Komentar: Dolar Reli - Fakta atau Fiksi?

Selama satu bulan terakhir, Dolar telah menguat pesat, meningkat lebih dari 7% terhadap musuh utama, Euro. Harga emas, yang berfungsi sebagai invers proxy untuk kepercayaan investor dalam USD, telah jatuh secara dramatis. Akibatnya, banyak analis telah menyatakan bahwa Dolar (permanen) dipercaya keluar, dan menyibukkan diri mempersiapkan proyeksi untuk seberapa tinggi Dolar akan naik. Tapi Dolar reli berkelanjutan?

Dalam jangka pendek, saya berpendapat jawabannya adalah ya. Gelembung di berbagai sektor komoditas pasar tampaknya telah sebagian kempes, dengan minyak dan makanan tertentu staples jauh di bawah rekor tertinggi mereka menyentuh pada awal tahun. Akibatnya, inflasi dapat segera mulai mereda, dan kembali ke tingkat yang nyaman sebagai awal 2009. Lebih penting lagi, perekonomian AS adalah di antara yang pertama yang akan terpengaruh oleh kredit dan real estate krisis. Beberapa analis berpendapat bahwa perkembangan terburuk telah terjadi. Krisis telah menyebar ke ekonomi global, dengan negara-negara lain berbagi beberapa beban. Hasilnya adalah bahwa KITA ekonomi dan moneter siklus adalah mungkin depan sebagian besar rekan-rekan. Dengan demikian, pada saat dampak krisis dirasakan oleh seluruh dunia, KITA harus tegas berada di jalan menuju pemulihan. Sebagai Bank Sentral lainnya bergerak untuk kemudahan mereka masing-masing kebijakan moneter, the Fed harus berada dalam posisi untuk menaikkan suku bunga, yang memberikan dukungan lebih lanjut untuk Dolar.

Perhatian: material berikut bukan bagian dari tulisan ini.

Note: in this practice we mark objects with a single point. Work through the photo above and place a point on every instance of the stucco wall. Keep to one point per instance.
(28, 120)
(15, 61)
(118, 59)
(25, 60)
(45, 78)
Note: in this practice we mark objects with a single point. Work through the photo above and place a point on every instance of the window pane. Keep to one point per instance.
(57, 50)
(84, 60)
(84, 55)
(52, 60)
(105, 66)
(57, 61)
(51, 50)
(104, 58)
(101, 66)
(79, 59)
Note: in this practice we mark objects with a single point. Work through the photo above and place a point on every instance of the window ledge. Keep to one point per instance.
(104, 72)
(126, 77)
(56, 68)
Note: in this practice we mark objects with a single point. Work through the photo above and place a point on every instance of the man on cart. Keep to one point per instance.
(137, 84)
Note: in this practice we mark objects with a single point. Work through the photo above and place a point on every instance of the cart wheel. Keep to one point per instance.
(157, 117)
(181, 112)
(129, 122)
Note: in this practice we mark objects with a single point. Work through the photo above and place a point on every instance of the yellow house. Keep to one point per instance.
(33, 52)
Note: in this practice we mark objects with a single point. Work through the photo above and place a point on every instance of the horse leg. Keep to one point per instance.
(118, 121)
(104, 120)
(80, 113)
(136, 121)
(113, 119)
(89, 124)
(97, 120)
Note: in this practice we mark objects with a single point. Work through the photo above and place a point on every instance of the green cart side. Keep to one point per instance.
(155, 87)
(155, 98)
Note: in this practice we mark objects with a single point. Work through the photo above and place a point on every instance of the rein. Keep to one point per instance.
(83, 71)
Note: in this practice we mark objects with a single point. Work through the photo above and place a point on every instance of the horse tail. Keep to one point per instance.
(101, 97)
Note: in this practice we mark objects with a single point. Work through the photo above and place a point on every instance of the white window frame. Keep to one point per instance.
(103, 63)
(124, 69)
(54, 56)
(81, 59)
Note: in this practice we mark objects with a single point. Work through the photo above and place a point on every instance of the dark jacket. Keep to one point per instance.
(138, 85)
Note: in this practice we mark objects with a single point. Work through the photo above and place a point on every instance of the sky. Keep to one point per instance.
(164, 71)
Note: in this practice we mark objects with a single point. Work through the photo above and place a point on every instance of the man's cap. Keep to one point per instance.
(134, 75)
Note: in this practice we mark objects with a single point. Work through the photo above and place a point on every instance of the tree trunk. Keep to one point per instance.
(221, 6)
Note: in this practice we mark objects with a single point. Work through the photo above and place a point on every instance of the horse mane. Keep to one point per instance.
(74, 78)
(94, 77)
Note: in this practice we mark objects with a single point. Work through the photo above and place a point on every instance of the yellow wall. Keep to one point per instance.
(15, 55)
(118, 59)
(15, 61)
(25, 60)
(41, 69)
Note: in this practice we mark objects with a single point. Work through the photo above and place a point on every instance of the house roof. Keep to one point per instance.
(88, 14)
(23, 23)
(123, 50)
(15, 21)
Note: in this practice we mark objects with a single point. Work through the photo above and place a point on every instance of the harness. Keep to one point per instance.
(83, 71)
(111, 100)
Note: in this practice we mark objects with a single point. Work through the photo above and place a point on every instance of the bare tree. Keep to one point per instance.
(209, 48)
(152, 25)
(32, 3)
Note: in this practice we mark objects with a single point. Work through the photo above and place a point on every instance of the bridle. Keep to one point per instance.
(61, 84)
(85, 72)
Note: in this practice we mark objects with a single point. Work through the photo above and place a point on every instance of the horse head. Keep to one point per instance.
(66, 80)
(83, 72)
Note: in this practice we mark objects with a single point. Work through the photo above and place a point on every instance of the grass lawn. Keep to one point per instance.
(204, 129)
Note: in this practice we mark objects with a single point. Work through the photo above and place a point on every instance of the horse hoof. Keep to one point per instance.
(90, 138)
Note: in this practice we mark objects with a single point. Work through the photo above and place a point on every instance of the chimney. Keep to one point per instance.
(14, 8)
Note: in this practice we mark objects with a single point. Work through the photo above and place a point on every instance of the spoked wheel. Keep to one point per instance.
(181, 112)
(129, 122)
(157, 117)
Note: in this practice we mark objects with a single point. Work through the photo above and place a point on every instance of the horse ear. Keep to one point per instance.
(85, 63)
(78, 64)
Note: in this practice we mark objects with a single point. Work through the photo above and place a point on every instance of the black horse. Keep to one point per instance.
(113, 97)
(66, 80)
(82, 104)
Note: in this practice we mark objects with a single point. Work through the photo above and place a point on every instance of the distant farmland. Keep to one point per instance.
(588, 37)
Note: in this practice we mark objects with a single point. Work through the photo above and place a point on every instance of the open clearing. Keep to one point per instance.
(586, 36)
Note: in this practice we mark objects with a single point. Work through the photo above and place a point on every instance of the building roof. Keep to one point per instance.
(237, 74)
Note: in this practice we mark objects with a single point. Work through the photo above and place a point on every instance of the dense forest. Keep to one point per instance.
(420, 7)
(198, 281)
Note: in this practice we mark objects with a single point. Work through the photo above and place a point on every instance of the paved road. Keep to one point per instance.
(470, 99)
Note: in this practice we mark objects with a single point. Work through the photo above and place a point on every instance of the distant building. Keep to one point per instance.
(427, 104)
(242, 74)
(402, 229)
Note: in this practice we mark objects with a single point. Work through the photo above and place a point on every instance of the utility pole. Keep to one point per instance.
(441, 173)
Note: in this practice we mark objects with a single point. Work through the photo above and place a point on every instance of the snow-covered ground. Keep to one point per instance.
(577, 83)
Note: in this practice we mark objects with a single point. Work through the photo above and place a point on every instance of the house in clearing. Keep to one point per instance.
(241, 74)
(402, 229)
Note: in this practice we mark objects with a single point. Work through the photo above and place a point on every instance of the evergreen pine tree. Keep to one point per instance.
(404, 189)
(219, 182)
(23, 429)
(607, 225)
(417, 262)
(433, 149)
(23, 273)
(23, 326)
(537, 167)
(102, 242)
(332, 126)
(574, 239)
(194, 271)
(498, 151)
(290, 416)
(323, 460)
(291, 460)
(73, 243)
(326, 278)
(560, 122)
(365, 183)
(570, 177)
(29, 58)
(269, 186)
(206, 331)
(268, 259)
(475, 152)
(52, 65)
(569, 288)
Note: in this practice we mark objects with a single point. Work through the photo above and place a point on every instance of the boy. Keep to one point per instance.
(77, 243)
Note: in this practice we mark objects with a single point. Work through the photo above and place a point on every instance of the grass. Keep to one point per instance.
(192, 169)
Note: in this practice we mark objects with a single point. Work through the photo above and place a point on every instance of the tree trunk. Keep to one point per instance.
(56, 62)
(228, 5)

Sebagai hasil dari keyakinan ini, KITA pasar modal telah menerima tiba-tiba arus masuk modal. Tren ini telah lebih didukung oleh gagasan bahwa KITA adalah tempat yang paling aman untuk berinvestasi di masa krisis adalah mendapatkan traksi di kalangan investor. Jika krisis kredit terus menyebar, gagasan ini tidak akan diragukan lagi akan diperkuat.

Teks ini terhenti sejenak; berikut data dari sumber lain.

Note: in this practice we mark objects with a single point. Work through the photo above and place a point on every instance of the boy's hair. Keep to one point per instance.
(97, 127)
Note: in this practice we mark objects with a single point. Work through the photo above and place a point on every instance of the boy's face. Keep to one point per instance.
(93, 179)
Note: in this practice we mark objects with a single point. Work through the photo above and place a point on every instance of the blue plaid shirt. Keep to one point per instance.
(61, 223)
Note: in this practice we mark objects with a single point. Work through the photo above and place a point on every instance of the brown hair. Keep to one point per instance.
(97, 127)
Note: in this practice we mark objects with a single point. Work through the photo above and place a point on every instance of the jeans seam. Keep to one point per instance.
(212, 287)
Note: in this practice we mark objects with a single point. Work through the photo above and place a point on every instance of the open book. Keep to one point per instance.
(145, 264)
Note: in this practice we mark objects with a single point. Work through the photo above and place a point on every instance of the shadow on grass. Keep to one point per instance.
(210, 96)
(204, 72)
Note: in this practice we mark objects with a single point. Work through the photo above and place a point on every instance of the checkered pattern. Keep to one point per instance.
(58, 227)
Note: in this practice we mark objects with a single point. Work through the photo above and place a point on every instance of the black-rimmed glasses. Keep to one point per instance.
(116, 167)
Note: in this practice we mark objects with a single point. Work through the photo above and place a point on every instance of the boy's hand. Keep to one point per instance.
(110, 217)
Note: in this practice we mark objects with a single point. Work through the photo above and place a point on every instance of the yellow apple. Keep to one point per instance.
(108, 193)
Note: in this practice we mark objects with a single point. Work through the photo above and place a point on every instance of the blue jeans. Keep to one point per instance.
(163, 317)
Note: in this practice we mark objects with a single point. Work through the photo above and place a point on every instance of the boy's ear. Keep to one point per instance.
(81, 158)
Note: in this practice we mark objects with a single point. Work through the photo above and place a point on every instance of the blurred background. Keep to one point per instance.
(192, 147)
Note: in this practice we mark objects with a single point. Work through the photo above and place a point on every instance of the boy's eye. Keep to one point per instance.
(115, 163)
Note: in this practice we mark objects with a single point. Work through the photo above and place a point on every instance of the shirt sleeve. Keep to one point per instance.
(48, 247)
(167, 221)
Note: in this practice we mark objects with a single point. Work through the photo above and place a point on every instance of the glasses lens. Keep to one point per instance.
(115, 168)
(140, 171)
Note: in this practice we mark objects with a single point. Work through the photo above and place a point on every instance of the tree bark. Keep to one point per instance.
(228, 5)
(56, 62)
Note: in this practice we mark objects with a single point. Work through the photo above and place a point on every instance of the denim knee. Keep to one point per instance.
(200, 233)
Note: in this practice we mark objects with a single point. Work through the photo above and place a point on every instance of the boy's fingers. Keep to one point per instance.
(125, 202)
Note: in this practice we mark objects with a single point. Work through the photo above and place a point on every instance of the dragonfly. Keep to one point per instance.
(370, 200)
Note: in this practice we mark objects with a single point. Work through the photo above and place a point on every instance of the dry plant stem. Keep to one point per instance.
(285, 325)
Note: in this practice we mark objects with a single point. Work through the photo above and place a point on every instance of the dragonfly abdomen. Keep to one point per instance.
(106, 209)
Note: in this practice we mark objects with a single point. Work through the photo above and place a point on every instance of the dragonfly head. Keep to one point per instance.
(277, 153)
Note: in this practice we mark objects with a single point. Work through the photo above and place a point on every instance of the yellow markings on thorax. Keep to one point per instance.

Gambar jangka panjang tentu saja lebih bernuansa. AS tidak akan muncul dari krisis saat ini tanpa cedera, dan biaya akhir dari krisis kredit bisa melebihi $1 Triliun. Selain itu, KAMI mungkin tidak akan malu dalam mengubah kebiasaan buruk menghabiskan lebih dari menghemat. Dengan demikian, defisit kembar, mereka tetap duri di sisi Dolar, mungkin akan bertahan. Selain itu, sejarah menunjukkan bahwa investor lambat untuk menyerap pelajaran bahwa Tidak Ada Hal Seperti makan Siang Gratis. Meskipun mengerikan runtuhnya gelembung dot-com, investor yang masuk seenaknya ke dalam pasar real estate, dengan hasilnya berbicara untuk dirinya sendiri. Analis telah berspekulasi di mana gelembung berikutnya akan terjadi; mungkin dalam energi alternatif?

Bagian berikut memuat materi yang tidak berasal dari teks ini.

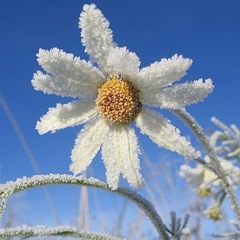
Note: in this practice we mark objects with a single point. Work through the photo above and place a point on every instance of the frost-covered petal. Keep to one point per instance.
(109, 156)
(164, 134)
(96, 34)
(64, 65)
(164, 73)
(87, 144)
(178, 96)
(122, 62)
(59, 86)
(120, 155)
(67, 115)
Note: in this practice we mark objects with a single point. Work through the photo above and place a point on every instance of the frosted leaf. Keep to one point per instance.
(96, 34)
(120, 155)
(67, 115)
(164, 73)
(63, 87)
(164, 134)
(122, 62)
(64, 65)
(178, 96)
(88, 144)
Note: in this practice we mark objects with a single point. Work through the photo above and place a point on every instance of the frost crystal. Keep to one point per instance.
(106, 125)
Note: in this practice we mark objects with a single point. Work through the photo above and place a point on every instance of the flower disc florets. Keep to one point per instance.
(118, 101)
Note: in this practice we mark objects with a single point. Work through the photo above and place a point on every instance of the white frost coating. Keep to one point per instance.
(30, 231)
(96, 34)
(130, 150)
(63, 87)
(178, 96)
(110, 158)
(164, 134)
(122, 62)
(67, 115)
(87, 144)
(164, 73)
(120, 155)
(64, 65)
(70, 76)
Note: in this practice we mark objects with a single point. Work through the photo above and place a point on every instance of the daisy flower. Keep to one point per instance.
(111, 93)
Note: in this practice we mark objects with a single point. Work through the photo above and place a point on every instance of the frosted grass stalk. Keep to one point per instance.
(197, 129)
(23, 184)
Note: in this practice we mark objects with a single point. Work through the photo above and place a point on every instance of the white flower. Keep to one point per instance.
(112, 96)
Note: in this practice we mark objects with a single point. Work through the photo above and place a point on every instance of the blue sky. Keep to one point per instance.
(206, 31)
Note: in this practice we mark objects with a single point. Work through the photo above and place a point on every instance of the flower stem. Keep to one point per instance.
(23, 184)
(197, 129)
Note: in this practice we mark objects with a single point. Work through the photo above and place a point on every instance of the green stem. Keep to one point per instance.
(61, 231)
(57, 179)
(197, 129)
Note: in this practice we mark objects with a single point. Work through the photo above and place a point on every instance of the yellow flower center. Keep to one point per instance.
(118, 101)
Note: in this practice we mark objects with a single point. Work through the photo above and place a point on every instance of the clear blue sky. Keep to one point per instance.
(206, 31)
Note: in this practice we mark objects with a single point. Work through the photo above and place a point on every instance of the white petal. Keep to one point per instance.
(66, 66)
(88, 144)
(164, 73)
(67, 115)
(96, 35)
(120, 155)
(122, 62)
(178, 96)
(109, 156)
(164, 134)
(59, 86)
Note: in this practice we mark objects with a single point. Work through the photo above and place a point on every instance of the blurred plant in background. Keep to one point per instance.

Kesimpulannya, sementara prospek jangka pendek Dolar yang mengejutkan cerah, prognosis jangka panjang lebih kurang begitu. Tidak ada indikasi bahwa kelemahan struktural dalam ekonomi AS yang menyebabkan krisis kredit dan multi-tahun penurunan USD yang mendahuluinya, akan mereda setelah resolusi. Masa depan adalah inheren tak terduga, tapi saya akan berharap Dolar terus menurun setelah ekonomi global kembali ke jalur, mungkin di tahun 2010.